Credit value: 15 credits at Level 4
Convenor: Dr Felix Reidl
Assessment: programming exercises (30%) and a data analysis mini-project (70%)

Module description

In this module we cover fundamental aspects of data science and analytics. You will develop basic mathematical knowledge and skills including elements of linear algebra, preliminaries for calculus, as well as discrete probability theory and fundamentals of statistics.
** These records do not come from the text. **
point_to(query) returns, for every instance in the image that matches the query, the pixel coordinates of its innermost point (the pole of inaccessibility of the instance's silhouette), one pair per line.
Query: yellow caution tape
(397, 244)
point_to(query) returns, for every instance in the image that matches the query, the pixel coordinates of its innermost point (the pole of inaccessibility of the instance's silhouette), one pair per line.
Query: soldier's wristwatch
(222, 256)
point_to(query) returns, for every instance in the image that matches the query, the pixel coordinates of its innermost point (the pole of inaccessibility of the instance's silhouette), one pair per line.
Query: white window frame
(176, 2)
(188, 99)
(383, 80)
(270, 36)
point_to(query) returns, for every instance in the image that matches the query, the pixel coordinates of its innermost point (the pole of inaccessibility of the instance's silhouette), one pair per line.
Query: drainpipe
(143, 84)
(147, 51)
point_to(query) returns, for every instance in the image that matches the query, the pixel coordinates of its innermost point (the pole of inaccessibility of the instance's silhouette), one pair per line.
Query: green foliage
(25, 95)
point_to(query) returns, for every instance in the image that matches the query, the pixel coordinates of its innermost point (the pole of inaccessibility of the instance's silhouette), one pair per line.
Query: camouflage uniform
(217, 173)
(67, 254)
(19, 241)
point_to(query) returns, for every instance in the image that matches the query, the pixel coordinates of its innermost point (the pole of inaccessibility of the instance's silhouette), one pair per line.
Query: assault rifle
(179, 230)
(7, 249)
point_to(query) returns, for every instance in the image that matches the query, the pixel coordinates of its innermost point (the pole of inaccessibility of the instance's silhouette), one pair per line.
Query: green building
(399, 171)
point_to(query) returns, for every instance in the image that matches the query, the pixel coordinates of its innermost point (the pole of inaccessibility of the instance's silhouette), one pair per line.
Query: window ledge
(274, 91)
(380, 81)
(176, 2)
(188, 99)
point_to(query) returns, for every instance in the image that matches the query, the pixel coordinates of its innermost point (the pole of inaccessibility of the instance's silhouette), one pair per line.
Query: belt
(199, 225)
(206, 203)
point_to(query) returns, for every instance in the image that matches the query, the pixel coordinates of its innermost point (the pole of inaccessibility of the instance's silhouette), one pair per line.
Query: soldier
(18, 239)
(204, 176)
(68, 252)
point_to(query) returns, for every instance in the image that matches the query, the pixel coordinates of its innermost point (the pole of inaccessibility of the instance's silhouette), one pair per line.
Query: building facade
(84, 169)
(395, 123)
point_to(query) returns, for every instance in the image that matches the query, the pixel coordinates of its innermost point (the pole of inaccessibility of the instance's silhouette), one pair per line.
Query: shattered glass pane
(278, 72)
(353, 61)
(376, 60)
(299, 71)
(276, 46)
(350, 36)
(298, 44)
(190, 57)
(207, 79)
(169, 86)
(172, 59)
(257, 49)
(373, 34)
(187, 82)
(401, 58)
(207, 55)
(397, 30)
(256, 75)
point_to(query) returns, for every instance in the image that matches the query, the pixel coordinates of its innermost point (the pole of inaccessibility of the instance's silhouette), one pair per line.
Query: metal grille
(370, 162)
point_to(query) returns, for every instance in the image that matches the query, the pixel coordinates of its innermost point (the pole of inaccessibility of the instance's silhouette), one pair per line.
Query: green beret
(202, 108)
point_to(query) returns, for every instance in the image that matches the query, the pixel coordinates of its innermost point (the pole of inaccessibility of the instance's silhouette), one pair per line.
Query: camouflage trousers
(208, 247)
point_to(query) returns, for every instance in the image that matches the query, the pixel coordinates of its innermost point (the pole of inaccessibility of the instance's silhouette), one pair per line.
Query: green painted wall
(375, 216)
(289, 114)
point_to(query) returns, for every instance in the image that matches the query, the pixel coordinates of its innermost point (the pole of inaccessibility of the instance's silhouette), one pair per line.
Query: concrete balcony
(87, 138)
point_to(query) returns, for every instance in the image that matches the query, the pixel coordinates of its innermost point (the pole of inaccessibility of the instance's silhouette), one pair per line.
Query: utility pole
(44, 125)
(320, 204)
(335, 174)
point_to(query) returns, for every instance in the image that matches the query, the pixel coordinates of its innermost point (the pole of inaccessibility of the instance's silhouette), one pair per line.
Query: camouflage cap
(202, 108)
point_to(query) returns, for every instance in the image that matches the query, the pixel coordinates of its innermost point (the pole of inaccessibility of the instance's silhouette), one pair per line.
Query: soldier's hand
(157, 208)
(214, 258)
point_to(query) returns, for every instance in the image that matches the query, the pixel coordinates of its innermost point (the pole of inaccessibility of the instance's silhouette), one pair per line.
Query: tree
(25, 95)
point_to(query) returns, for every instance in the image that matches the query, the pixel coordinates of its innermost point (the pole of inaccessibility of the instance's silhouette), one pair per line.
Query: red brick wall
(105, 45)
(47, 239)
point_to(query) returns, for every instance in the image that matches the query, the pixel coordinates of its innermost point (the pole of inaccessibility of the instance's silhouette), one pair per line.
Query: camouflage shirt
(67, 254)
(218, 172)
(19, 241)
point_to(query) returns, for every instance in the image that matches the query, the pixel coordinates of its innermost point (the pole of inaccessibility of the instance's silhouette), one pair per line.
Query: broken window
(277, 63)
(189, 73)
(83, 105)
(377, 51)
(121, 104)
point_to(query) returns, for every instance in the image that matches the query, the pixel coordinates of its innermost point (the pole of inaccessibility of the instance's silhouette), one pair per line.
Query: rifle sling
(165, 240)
We will show you how to use the popular and powerful language Python to solve computational tasks from these mathematical subjects. In particular, you will become acquainted with popular Python libraries and packages for programming to solve problems arising from linear algebra, probability theory and statistics.

Indicative syllabus

Taxonomy of data
Data representation (histograms, box plots)
Measures of central tendency (mode and the modal class, mean, median)
Measures of dispersion (range, interquartile range and percentiles, variance and standard deviation)
Counting and combinatorics (factorial, binomial coefficient)
Discrete probability (random variables, expectation, variance, and correlation)
Conditional probability and Bayes’ Rule
Common discrete distribution families (binomial, geometric, poisson)
Vector spaces (vector operations, scalar product)
Matrix algebra (matrix product, linear transformations)
Metrics
Tools: Python, Jupyter notebooks, pandas, matplotlib

Learning objectives

By the end of this module, you will have:

knowledge of basic linear algebra and matrix theory, basic discrete probability theory and statistics, and relevant Python libraries and packages
skills in programming in Python to solve computational tasks from linear algebra and discrete probability theory
an understanding of the link between the basic knowledge acquired from the module and data science/analytics applications.